One such approach is of course the EUMC. Another is David Hirsh’s emphasis on the importance on institutional antisemitism where an atmosphere hostile to Jews may be created inadvertently. Feldman uses a rather loaded example to undermine this idea.
However, taken on its own, an emphasis on outcomes is vulnerable to the same abuses that we found in definitions of antisemitism grounded in Jews’ perceptions. In other words, it is not sufficient for Jews to identify a particular outcome as a desirable Jewish project – let us say, support for Jewish settlements in territory occupied by Israel and then decry opposition to that project as antisemitic. (p. 5)
In what serious discussion of antisemitism is opposition to settlements invoked as a racist position?
However the single most controversial element in Feldman’s report is his refusal to recognize the use of Nazi imagery in anti-Israel discourse as antisemitic.
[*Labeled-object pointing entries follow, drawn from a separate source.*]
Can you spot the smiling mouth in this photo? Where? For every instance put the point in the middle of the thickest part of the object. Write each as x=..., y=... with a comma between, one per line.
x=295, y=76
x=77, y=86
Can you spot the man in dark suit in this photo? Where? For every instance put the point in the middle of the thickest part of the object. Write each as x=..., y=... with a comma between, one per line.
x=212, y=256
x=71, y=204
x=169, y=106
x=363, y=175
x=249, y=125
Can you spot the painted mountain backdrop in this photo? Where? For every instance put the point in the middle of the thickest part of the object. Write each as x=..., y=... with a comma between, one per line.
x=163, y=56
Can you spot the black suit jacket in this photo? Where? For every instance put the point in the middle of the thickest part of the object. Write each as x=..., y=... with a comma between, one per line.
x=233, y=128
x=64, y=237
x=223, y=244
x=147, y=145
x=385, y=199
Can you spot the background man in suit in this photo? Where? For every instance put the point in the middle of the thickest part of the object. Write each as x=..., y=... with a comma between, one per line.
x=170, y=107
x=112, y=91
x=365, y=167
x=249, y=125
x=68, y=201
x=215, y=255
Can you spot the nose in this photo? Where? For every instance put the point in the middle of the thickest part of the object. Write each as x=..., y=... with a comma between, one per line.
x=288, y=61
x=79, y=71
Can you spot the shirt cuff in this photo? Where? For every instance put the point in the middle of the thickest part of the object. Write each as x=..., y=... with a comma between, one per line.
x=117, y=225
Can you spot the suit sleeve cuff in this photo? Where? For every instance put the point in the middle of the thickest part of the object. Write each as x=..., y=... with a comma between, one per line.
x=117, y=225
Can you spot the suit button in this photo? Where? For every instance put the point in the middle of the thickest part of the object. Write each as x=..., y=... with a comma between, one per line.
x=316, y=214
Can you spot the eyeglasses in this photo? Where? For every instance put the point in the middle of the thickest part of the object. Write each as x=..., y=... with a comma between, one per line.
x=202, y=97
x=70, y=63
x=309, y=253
He does concede that carrying a placard saying ‘Hitler was right’ was antisemitic – indeed his explanation seemed superfluous.
These utterances were antisemitic because they endorsed a figure – Hitler – whose political ideology was shaped by a malign stereotyped image of ‘the Jew’ and whose policies discriminated against Jews as he stripped millions of their rights, including their right to life. (p. 6)
However simply drawing parallels – say between Warsaw and Gaza – is not antisemitic in Feldman’s book, even though he fully acknowledges that such parallels are hurtful and inaccurate.
He points out that the words ‘Nazis’ and ‘Holocaust’ are used in a very loose way to attack many different targets. However there is a uniquely nasty charge when Israel is brought into the equation, and far more often than not this formulaic association is both deliberate and malicious.
Feldman’s next argument is that references to the Holocaust are used too loosely by those warning of the dangers of antisemitism. It’s possible to agree that sometimes such rhetoric is excessive – yet its motivation stems from anxieties about racism, not a malicious singling out of one people to be the target of wounding comparisons. The use of the term ‘kapos’ to describe antizionist Jews might have been a better earned parallel.
Feldman goes on to make some reasonable points contrasting legitimate criticism of specific pro-Israel groups with conspiratorial complaints about the powerful Jewish lobby. David Ward and Jenny Tonge come in for criticism here, rightly. There is also quite a useful discussion of how some anti-Israel activism might be classed as discriminatory against Israelis though not necessarily antisemitic.
However so much seems to be missing here. One absent presence in Feldman’s report was any reference to the blood libel. This trope would seem to fit under his first chosen definition of antisemitism as it relies on a lurid false claim of Jewish difference.
Unlike some other critics of the ‘New antisemitism’, Feldman frames his discussion in a way which acknowledges the sensitivities in play. He does not accuse those he disagrees with of dishonesty; instead he repeatedly articulates understanding for those who set their bar lower than him. However the fact he defines antisemitism so narrowly doesn’t bode well for the forthcoming enquiry. I’m not sure any of the incidents described in this recent report on Labour’s problems, for example, would clearly meet either of his two definitions.
It is difficult to map antisemitic tropes onto other forms of bigotry, but would jibes about rape, taunts over slavery or offensive depictions of the Prophet Muhammad gratuitously appended to legitimate critiques of theocratic regimes fail to make the grade if our benchmarks for measuring sexism, racism and anti-Muslim bigotry were equally tough?